Rynek napędzany danymi
Główna para walutowa zbliża się do kluczowego wsparcia 1,1710, czyli miejsca, w którym to zakończył się ruch spadkowy na przełomie marca i kwietnia. To bariera, która nie tak łatwo może zostać pokonana. Siła dolara, którą obserwujemy od końca maja była napędzana kilkoma czynnikami. Pierwszym z nich był lipcowy FOMC i jastrzębi wydźwięk konferencji Powella. Następnie rynek został zaskoczony wysoką inflacją czerwcową na poziomie 5,4 proc. co dodatkowo umocniło USD. Potem widzieliśmy próby szefa Fed-u, który zapewniał przed Komisją Bankową Senatu USA, że inflacja ma charakter przejściowy. Ta retoryko została powtórzona na lipcowym posiedzeniu FOMC, co spowodowało chwilowe osłabienie „zielonego”. Słabość USD nie trwała jednak zbyt długo. Ostatnie dane NFP dodały kolejny argument dla tych wszystkich obserwatorów rynku, którzy oczekują wcześniejszej normalizacji polityki pieniężnej. Eurodolar na przełomie lipca i sierpnia był na poziomie 1,1900. Po danych z rynku pracy znaleźliśmy się w okolicach 1,1750. Zbliżamy tym samym się do psychologicznego, technicznego poziomu położonego 40 pkt. niżej. Jest duża szansa, że to właśnie w tym obszarze rozegrają się dalsze losy EUR/USD. Jutrzejsze oczekiwania co do CPI z USA (14:30) oscylują wokół 4,9 proc. To oznacza, że rynek zakłada spowolnienia dynamiki wzrostu cen. Konsensus zmiany rok do roku jest niższy, ale również CPI w relacji do czerwca (zmiana m/m) ma spowolnić do 0,5 proc. Uważam, że do tego czasu główna para walutowa osiągnie poziom 1,1710 i o przełamaniu dołka z przełomu marca i kwietnia zadecydują dane makro. Wszystko poniżej 4,9 r/r oraz 0,5 m/m powinno skutkować odreagowanie EUR/USD i ruchem w kierunku północnym. Inflacja wyższa niż prognozy, umocni ponownie dolara. Wówczas jest szansa, że zobaczymy poziomy najniższe od listopada 2020 roku.
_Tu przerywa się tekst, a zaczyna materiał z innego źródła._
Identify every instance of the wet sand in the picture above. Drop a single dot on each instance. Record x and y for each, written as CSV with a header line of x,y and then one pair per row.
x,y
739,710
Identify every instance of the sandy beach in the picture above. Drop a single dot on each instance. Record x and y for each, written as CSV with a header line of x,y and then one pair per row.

Wczoraj chiński bank centralny opublikował swój kwartalny raport z realizacji polityki monetarnej. Słowem kluczowym pozostaje „stabilność. PBoC powiedział, że będzie kontynuował ostrożne nastawienie w polityce pieniężnej. Hang Seng rośnie na dzisiejszej sesji 1,06 proc. Czwarta fala pandemii oczywiście nie znika, ale w tym momencie nie jest czynnikiem wywołującym awersję do ryzyka.
Na uwagę zasługuje siła bitcoin-a. Główna kryptowaluta zredukował niemal w 50 proc. dynamiczne spadki kwietniowo majowe. Na wykresie ukształtowała się formacja potrójnego dołka. Przestrzeń do wzrostów nadal istnieje. W piątek został przełamany horyzontalny opór na 41 100 USD co dodatkowo wzmocniło scenariusz wzrostowy na najbliższe dni. Wczoraj bitcoin zyskał ponad 3,3 proc. Najbliższa bariera znajduje się na 47 700 USD.
Dziś brakuje publikacji makro z krajowej gospodarki. Złoty porusza się na fali globalnego sentymentu. PLN jest silniejszy w porównaniu do wyceny z piątkowego wieczoru. Bez wątpienia o dalszych poziomach na EUR/PLN oraz USD/PLN zdecydują jutrzejsze publikacje z USA. Niższe wartości od konsensusu rynkowego dotyczącego CPI powinny umocnić polską walutę.